Wintrow considered it an instant, combining his father's opinion with what he felt through Vivacia. Then he made the correction. “Torg's dead,” he said after the brief silence. “He was put over the side. Because a slave considered him useless.” He gestured with his chin to a man who clung, frozen, halfway up the mast. “He was supposed to take the look-out post.”
An aghast silence followed his words. When his father spoke, his voice was strained.
“All of this . . .” his father said in a low voice, pitched only for Wintrow's ears. “All of this, just so you could take the ship now, instead of a few years from now?”
The question measured the distance between them for Wintrow. The gulf between them was vast and uncrossable.
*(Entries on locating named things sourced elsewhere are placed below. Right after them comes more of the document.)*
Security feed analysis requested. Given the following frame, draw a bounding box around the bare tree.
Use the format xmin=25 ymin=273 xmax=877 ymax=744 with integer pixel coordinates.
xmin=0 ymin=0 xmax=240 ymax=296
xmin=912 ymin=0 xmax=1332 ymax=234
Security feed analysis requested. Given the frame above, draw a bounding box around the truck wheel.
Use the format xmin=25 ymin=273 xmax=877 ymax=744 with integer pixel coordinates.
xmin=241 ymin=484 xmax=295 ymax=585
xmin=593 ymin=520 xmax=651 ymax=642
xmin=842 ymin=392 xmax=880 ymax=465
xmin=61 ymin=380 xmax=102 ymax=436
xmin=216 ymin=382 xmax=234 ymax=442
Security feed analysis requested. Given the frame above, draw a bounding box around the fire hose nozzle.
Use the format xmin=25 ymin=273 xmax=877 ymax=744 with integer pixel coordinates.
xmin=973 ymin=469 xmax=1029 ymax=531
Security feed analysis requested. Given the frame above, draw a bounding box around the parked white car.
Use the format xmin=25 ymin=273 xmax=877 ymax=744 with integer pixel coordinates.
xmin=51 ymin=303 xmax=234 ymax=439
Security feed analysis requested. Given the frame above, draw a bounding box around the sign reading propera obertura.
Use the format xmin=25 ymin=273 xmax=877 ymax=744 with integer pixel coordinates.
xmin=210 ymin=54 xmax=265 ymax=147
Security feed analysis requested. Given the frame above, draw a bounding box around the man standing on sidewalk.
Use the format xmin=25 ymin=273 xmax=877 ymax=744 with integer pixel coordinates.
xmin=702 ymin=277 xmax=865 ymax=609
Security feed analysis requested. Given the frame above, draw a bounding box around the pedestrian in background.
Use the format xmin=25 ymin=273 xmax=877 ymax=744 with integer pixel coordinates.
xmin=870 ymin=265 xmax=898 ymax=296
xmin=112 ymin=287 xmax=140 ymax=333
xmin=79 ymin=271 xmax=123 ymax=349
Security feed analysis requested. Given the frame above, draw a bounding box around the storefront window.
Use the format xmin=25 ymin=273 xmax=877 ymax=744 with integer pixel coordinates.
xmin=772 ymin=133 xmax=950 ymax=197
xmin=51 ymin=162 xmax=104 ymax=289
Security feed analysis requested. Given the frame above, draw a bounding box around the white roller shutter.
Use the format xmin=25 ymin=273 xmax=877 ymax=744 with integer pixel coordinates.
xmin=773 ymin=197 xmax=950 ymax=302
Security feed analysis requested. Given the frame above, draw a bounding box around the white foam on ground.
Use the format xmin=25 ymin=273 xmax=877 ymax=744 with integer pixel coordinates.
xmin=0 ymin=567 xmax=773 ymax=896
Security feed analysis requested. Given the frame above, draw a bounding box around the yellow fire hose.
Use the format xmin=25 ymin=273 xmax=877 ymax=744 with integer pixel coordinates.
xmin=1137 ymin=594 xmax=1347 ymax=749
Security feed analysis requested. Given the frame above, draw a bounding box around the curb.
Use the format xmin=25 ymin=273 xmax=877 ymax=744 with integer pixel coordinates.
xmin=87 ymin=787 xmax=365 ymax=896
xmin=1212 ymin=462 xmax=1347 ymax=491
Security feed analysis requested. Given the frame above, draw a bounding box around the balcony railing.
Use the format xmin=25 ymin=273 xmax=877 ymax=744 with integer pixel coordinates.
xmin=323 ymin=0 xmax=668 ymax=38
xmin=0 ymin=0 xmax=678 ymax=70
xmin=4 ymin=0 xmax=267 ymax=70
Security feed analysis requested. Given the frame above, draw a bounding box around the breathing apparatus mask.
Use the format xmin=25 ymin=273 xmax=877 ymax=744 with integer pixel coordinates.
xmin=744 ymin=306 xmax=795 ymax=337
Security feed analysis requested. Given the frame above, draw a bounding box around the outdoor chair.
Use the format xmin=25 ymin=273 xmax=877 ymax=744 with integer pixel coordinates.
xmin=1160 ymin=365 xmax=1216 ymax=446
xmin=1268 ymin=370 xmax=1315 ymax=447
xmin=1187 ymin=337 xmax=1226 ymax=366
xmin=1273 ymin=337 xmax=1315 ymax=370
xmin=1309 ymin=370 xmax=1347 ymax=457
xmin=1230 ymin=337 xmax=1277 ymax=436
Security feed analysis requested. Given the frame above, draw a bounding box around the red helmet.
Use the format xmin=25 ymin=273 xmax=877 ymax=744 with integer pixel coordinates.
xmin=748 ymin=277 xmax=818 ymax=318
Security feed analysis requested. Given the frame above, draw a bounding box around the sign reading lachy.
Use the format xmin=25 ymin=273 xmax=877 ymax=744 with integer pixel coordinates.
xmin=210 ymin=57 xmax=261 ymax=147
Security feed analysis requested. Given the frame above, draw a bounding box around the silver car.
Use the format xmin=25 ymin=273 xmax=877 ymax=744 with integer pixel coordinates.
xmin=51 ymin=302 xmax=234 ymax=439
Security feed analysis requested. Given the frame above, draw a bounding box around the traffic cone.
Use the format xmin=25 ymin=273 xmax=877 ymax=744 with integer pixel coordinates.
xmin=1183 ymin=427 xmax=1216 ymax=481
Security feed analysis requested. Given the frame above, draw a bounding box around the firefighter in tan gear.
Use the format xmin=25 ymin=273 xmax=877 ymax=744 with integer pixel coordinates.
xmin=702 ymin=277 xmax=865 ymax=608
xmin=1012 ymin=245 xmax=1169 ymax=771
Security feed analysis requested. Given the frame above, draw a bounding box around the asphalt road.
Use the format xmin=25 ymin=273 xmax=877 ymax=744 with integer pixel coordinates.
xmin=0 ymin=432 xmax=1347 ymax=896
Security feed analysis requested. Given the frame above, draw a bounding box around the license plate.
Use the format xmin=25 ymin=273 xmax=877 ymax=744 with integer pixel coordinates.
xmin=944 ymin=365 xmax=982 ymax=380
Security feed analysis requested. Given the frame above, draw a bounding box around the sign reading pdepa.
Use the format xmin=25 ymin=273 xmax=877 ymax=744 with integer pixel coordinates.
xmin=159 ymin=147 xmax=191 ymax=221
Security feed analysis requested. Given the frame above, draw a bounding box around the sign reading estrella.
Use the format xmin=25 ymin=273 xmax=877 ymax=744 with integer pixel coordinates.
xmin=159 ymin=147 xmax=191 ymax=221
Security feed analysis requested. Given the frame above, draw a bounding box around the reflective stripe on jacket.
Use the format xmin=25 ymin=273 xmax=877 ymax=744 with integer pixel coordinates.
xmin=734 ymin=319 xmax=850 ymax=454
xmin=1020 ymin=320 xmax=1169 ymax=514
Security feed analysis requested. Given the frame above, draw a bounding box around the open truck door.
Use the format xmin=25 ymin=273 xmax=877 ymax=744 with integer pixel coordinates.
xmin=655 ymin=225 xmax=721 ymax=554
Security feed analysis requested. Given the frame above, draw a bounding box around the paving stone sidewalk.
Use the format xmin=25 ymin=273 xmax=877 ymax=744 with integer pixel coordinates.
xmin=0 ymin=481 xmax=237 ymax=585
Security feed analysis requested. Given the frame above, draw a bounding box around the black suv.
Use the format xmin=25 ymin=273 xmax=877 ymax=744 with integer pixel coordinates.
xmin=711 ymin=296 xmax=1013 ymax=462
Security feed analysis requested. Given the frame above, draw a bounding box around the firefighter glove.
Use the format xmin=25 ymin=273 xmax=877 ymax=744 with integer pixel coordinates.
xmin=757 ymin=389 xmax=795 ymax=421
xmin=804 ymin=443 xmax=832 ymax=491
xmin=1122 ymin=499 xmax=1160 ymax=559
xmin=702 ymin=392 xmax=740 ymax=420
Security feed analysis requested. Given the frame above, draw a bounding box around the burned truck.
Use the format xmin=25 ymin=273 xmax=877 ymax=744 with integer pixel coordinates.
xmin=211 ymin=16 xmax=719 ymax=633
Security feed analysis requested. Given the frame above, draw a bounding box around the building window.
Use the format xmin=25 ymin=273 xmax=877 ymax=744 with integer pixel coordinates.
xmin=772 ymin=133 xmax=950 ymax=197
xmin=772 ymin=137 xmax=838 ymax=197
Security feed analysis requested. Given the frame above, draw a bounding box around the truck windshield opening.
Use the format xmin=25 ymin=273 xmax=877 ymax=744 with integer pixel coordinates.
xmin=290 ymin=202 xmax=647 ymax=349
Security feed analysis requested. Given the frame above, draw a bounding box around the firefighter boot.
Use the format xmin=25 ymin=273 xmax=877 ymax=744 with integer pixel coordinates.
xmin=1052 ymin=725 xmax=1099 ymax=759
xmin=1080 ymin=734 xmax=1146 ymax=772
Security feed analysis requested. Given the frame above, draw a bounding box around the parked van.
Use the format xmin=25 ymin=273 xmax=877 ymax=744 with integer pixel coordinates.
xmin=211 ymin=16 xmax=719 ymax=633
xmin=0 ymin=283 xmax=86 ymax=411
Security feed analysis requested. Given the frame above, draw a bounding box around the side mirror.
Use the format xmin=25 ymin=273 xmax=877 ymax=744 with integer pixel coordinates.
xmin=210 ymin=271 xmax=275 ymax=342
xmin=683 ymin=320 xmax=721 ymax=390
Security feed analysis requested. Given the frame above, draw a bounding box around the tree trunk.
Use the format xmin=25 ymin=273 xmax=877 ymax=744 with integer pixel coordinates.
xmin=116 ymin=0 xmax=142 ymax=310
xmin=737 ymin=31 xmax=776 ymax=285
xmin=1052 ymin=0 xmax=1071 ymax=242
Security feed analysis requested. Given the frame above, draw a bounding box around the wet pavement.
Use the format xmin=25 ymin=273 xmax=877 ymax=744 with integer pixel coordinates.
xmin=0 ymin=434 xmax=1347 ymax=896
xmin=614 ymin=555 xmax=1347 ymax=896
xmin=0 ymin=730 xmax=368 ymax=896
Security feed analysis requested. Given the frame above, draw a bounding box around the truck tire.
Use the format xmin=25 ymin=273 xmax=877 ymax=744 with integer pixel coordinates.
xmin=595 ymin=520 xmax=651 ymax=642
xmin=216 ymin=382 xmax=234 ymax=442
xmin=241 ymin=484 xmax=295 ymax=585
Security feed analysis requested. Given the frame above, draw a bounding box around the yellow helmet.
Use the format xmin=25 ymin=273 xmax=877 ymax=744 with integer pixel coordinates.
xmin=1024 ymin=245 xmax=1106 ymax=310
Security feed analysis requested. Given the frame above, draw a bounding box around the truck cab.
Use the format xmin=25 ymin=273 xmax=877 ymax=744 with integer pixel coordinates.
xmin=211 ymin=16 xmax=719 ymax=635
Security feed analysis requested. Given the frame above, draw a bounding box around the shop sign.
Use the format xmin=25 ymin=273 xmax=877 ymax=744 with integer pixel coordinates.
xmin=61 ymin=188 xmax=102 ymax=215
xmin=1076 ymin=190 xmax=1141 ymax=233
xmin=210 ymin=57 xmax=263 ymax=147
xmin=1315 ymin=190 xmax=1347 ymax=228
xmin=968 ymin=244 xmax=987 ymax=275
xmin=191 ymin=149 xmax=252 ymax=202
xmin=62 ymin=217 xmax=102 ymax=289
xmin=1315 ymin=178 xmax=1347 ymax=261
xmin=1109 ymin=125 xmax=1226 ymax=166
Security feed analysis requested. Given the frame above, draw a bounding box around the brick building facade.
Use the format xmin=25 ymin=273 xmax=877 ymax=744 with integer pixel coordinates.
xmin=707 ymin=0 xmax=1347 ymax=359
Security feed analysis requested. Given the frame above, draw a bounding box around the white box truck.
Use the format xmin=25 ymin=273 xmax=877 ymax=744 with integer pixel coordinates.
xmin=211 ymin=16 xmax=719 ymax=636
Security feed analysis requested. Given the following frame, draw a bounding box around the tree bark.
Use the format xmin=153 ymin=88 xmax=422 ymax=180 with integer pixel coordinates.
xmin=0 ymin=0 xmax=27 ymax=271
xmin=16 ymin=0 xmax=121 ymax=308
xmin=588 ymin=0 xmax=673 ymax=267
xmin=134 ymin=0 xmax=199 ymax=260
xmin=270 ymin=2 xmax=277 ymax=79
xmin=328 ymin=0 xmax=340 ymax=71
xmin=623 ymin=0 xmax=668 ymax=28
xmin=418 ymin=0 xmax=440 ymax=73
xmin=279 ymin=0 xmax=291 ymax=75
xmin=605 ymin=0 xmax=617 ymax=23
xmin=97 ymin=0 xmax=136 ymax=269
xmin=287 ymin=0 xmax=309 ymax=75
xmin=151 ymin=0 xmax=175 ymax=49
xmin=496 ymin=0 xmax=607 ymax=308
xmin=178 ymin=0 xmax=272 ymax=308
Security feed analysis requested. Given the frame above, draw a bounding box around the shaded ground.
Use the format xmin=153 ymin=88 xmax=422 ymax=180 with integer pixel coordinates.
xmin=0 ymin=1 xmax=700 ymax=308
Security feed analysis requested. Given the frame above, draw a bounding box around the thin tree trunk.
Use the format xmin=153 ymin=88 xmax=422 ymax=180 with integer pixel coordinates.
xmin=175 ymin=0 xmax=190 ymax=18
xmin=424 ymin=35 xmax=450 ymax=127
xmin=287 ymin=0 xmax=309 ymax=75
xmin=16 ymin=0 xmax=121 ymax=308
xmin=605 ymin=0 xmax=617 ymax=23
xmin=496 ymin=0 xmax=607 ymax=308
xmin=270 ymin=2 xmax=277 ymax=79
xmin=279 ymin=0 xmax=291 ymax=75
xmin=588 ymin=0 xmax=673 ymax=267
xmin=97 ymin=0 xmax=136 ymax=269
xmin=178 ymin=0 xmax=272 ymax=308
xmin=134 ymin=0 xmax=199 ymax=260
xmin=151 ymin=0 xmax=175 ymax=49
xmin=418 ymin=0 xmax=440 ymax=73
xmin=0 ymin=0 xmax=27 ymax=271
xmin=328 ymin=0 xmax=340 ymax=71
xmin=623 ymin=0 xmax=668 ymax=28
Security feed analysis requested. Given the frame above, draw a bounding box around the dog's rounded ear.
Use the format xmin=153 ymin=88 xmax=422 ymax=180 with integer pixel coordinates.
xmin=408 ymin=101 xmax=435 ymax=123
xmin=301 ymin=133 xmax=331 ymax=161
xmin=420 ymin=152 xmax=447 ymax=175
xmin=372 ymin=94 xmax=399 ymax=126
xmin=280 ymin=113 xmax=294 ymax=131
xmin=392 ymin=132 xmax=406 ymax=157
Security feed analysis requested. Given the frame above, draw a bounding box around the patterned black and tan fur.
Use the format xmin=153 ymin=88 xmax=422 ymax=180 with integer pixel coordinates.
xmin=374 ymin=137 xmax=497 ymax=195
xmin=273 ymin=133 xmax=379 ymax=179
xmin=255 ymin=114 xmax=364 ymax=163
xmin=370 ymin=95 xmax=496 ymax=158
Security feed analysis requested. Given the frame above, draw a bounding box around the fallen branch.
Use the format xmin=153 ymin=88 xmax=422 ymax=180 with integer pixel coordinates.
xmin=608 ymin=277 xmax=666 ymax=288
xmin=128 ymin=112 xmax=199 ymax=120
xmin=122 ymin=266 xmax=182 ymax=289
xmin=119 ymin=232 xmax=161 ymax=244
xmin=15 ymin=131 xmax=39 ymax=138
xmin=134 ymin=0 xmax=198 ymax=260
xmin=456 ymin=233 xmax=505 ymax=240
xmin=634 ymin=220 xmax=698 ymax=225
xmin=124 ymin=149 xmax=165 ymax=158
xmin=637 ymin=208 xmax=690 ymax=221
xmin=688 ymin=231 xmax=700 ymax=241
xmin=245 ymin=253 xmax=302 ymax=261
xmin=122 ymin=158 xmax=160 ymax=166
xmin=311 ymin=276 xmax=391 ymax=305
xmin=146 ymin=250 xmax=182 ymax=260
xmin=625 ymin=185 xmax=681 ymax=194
“None of this was about any of that.” A stupid statement. But all the words he could utter in a lifetime would not make his father understand him. The only thing they would ever really share was the ship. “Let's just get her through these rocks,” he suggested. “Let's speak of only that. It's the only thing we can agree on.”
After a very long time, his father stepped up to stand beside him.
He set one hand lightly to the wheel beside his son's. He glanced up at the rigging, spotted one of his own men. “Calt! Leave off that and get to the look-out's post.”
His father's eyes roved ahead. “Here we go,” he warned Wintrow softly as the ship suddenly gained speed.